Un bras de fer pour l’enfer

Un bras de fer pour l’enfer

Par Mansour M’henni

Un bras de fer est un jeu, mieux même, un sport, avec ce qu’un sport comporte en risques et en satisfactions. 

Une fois la partie jouée, les deux compétiteurs, les ferristes, sont censés se retrouver dans la convivialité joviale, voire dans l’affinité amicale. Mais le bras de fer que joue notre centrale syndicale, l’UGTT restée « centrale » malgré la pluralité syndicale, et notre gouvernement dit « d’union nationale », n’a apparemment rien de sportif. Il y a même à croire qu’il s’agit d’un jeu dangereux dont l’enjeu peut s’avérer infernal pour le pays et pour ses citoyens.

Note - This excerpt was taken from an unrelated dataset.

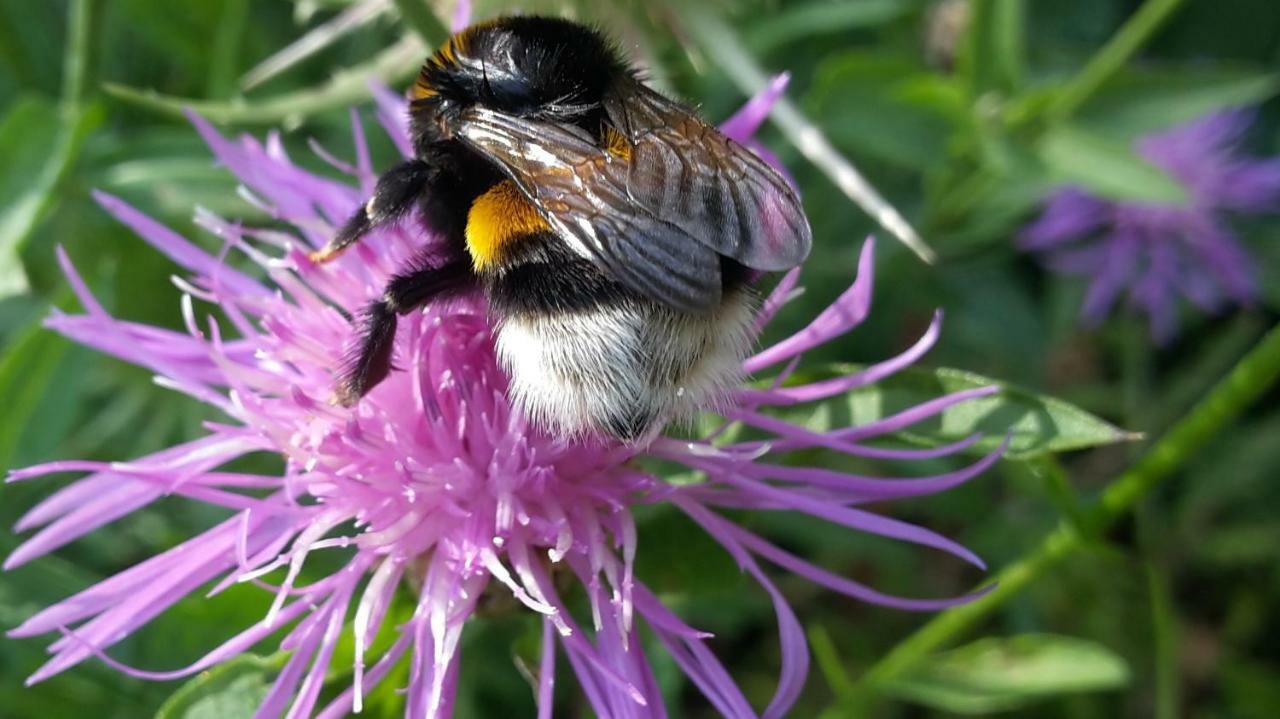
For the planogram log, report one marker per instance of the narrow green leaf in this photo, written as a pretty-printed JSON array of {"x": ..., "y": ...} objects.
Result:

Sans prendre parti pour ou contre l’un et l’autre des deux parties, force est de reconnaître qu’il y a urgence à dépasser cette crise et à éviter un langage de menace ou de dénigrement qui ne sied à aucun responsable, à quelque niveau qu’il soit de la responsabilité. Force est de reconnaître également que, sur un autre plan, nous sommes tous responsables soit en tant que syndiqués, soit en tant qu’impliqués dans le pouvoir, soit en tant que citoyens pris en otage par l’une ou l’autre force en présence.

Néanmoins, la responsabilité de ceux qui sont censés être des partenaires sociaux et qui donnent le sentiment qu’ils se sont transformés en belligérants, est d’un autre ordre de gravité. C’est pourquoi la recrudescence du langage de menace poussé jusqu’au jargon épique est contraire à l’éthique qui devrait présider au rôle des responsables syndicaux. En effet, on a pris désormais l’habitude d’un jargon spécifique au Secrétaire général des enseignants du secondaire, mais que le Secrétaire général de l’UGTT annonce : « Préparez-vous à une journée épique le 1er mai ! », cela devient à la limite de l’implication juridique. Pourtant, il avait bien donné l’impression, un moment, de pouvoir assurer un juste équilibre de la défense des droits légitimes de ses syndiqués et de la situation par trop lamentable d’un Etat en perte de moyens, et peut-être d’autres ingrédients.

Quant à l’Etat, on ne manquerait pas de lui reprocher son retard à saisir la vraie dimension des tensions sociales et de ce fait, de se retrouver souvent devant le fait accompli par déficit de politique de conversation. Il est vrai qu’on ne peut pas lui faire subir toutes les anomalies des gouvernements précédents, depuis 2011, mais il assumerait la responsabilité de n’avoir pas anticipé une sereine et franche concertation à ce propos, surtout avec les partenaires du « Document de Carthage », et même plus largement. Au résultat, on est devant une impasse, parce que dans ce bras de fer, il ne s’agirait plus, semble-t-il, de faire baisser le bras de l’autre, mais de lui faire baisser la tête. Or, il serait catastrophique de chercher à faire baisser la tête de l’Etat.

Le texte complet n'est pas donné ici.